I'm really looking forward to the day when technology can more directly measure the effects of various substances on the body, rather than the inexact observation methods used today.
Take SSRIs, for example. Here's how it works. Patient tells doctor "I feel depressed". Doctor prescribes medicine. (A few weeks or months go by.) Doctor asks, "Well, how do you feel?"
We need to be able to say: "Over the course of your treatment, you ingested X milligrams of Zoloft, with an average concentration of Y in your bloodstream. Here's the 1-month graph. Your avg levels of serotonin were Z% higher than usual during this time. Your cortisol (stress hormone) level was C% lower. You slept an average of S hours per night, with E% improvement in deep sleep efficiency." etc.
At some point, the former is going to sound quaint and old-timey.
Definitely agree that our understanding is only really beginning in these kinds of areas though ultimately you are often going to be treating a disorder of subjective experience with these drugs. That makes it very hard for us not to be wishy-washy these days
Until we're able to analytically evaluate perception (which we are no where close to understanding), what you're describing isn't possible
Maybe if you only consider the chemicals that are normally considered.

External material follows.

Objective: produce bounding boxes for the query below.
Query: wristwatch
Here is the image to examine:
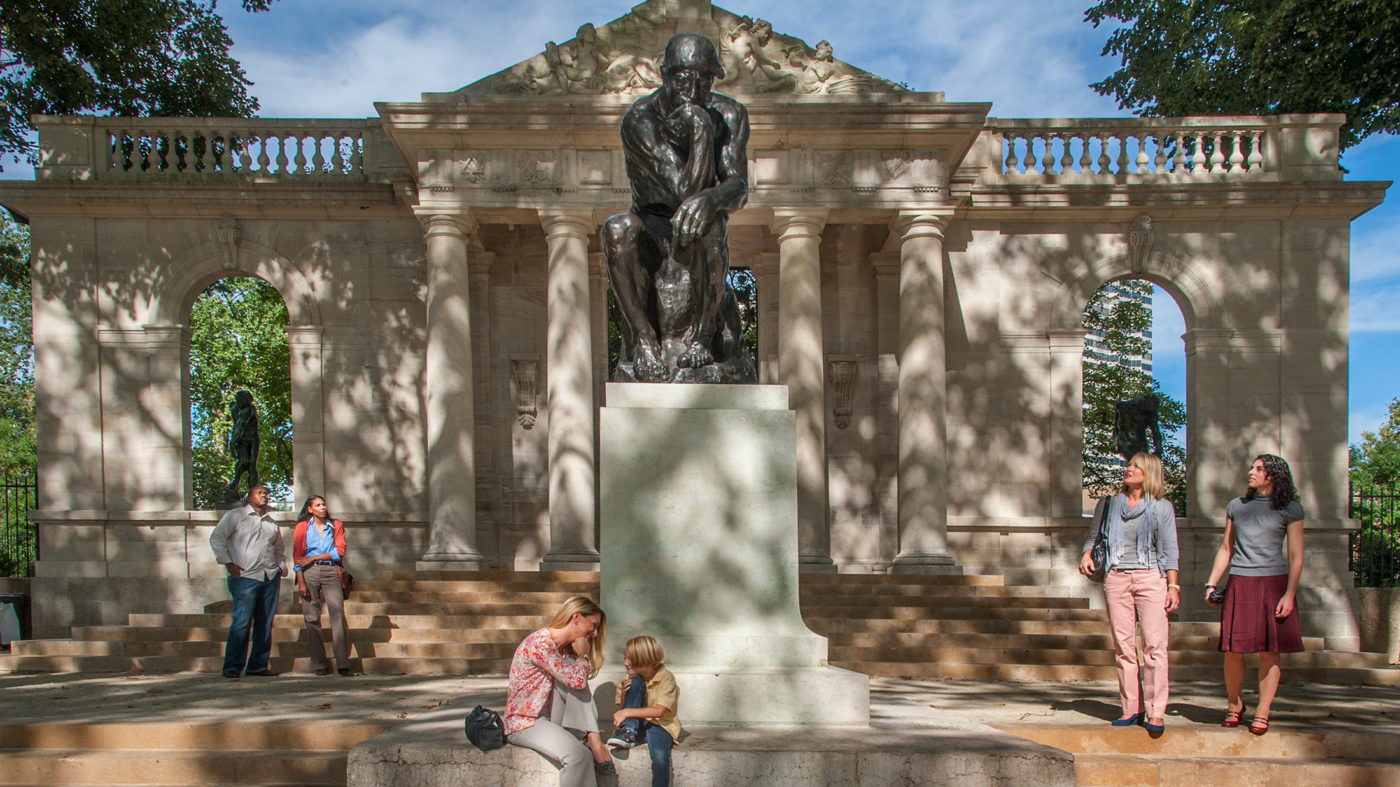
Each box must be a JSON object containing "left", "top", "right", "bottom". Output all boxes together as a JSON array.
[{"left": 1167, "top": 583, "right": 1181, "bottom": 591}]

Your "need to be able to say" can have no effective equivalent placebo, and any conclusion you drew from such a case study would be unpublishable and invalid.
This is not to say that I think modern science is correct in this, but it does already recognises the flaws in what you suggest - recording accurate data is not necessarily an existing major problem of science. You can easily record all that data yourself (if you have the resources/cash/time to arrange it), which will probably work out great for you, but it won't prove anything more generally.
Some day we'll look back on our methods of prescribing and follow-up with the same horrified face we make when we look at Civil War amputations.
We already look back at the early 20th century futurism's optimism as comical, but if we manage to hold our civilization together for another century or more I suspect we'll look back at today's faith in the practical power of data science as equally naive.
"The exact mechanism of X is unknown, however..."
It's kind of frightening.
(two off the top of my head: http://www.drugs.com/pro/klonopin.html & http://www.drugs.com/pro/prozac-capsules.html)
This is why I am working on a line of medication whose only effect is to make people tell doctors that they feel much better now. It's showing great promise in early trials.
If the patient still feels bad and the data shows no serotonin change, then the doctor can conclude that maybe serotonin is still the problem, but Zoloft isn't the right drug to fix it (or the dosage was wrong).
In other words, more data = better ability to get a real answer.
A former coworker was just the opposite - put a few espressos in him and the creativity almost oozed out.
I feel more in control of my vehicle when I've had alcohol, but objectively I know that's not the case.
Also, concluding through controlled study that alcohol consumption impairs your ability to safely control an automobile is much easier than concluding that caffeine intake impairs creativity.
Creativity for one thing can be highly influenced by inspiration. Driving ability not so much.
(disclaimer, not a doctor)
Although I partook very much in my younger years I no longer indulge. Not that I'm against it... I just have too much to remember at this stage.
but to your point... I suspect lots.
Caffeine is a central nervous stimulant that increases alertness, reaction speed and short-term memory, not necessarily creativity. If you want increased creativity you are looking at the wrong type of chemical and may be more interested in an area like nootropics or entheogens.